Captain Preece followed the enemy's trail to Whataroa, near Onepoto, where Captain Ferris took it up. The Arawa remained at the lake a few days to rest after their long and trying marches and then returned to the Rangitaiki Plains. They arrived at Fort Galatea on the 26th February, after having been a month constantly travelling, for the greater part through trackless country.

Te Kooti's movements were marvellously swift; he had a disconcerting trick of appearing in the most unexpected places. Soon after the Mangaone encounter he made a raid on Nuhaka, between Wairoa and the Mahia Peninsula, but did not kill anyone on this occasion. Major Cumming was then officer in command of the Wairoa district, and he sent a force under Captain McLean and Lieutenant J. T. Large to intercept Te Kooti, who made a hurried retreat from Moumoukai Mountain, in rear of Nuhaka. The force from Wairoa went up the Hangaroa River and lay in wait for Te Kooti at a place where it was known he would endeavour to cross the Hangaroa on his way back to the Urewera Country. Lookouts were posted night and day in concealment at short intervals on both flanks for a considerable distance. But one dark night the Hauhaus, unseen and unheard, crept cautiously down the bed of a creek not far from the camp. As they kept to the watercourse no tracks were left. Te Kooti and his men forded or swam the Hangaroa, and with their usual luck got away again into the mountains and made for the rugged country on the southern and western sides of Waikare-moana.

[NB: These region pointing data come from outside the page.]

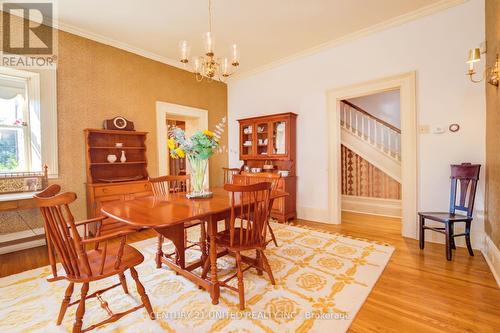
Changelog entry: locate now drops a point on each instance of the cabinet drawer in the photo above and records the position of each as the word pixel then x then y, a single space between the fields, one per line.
pixel 121 189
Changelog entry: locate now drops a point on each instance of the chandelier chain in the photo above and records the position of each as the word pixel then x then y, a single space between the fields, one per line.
pixel 210 15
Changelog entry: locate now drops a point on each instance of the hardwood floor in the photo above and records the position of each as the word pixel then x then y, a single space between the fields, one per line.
pixel 419 291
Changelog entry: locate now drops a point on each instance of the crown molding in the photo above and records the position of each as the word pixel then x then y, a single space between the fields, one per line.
pixel 116 43
pixel 416 14
pixel 399 20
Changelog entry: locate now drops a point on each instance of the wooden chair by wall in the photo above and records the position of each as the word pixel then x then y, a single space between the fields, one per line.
pixel 273 179
pixel 247 231
pixel 467 175
pixel 103 226
pixel 229 173
pixel 174 184
pixel 82 265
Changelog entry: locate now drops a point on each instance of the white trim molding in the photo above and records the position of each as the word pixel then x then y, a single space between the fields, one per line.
pixel 491 254
pixel 372 206
pixel 411 16
pixel 406 85
pixel 19 236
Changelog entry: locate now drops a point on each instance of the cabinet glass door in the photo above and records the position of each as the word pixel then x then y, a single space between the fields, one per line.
pixel 262 139
pixel 247 139
pixel 279 137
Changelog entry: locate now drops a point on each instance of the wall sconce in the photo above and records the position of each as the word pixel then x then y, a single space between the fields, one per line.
pixel 492 73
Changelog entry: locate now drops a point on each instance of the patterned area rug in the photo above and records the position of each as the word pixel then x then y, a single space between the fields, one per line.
pixel 322 281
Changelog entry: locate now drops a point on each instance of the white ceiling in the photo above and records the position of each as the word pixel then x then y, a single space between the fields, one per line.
pixel 265 30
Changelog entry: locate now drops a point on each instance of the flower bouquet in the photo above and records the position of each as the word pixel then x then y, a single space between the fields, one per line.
pixel 197 150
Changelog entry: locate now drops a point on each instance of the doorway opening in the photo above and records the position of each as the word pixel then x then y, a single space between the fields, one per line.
pixel 406 153
pixel 370 147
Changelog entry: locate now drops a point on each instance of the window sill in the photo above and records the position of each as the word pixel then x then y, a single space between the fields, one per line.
pixel 17 196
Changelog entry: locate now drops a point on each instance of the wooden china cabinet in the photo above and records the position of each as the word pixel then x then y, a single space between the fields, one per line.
pixel 108 181
pixel 270 140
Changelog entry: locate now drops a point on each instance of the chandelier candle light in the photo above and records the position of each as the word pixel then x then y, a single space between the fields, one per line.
pixel 209 65
pixel 197 149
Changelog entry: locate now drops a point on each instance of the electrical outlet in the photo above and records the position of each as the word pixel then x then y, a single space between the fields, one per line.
pixel 424 129
pixel 438 129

Both Captain Preece and Captain Ferris continued to follow Te Kooti, but they never encountered him again, although Ferris captured Anaru Matete and Maaka (Te Kooti's head executioner) near Te Reinga some weeks later. Maaka was tried at the Supreme Court at Napier and sentenced to death; the sentence was commuted to penal servitude for life, and the prisoner was liberated after serving ten years.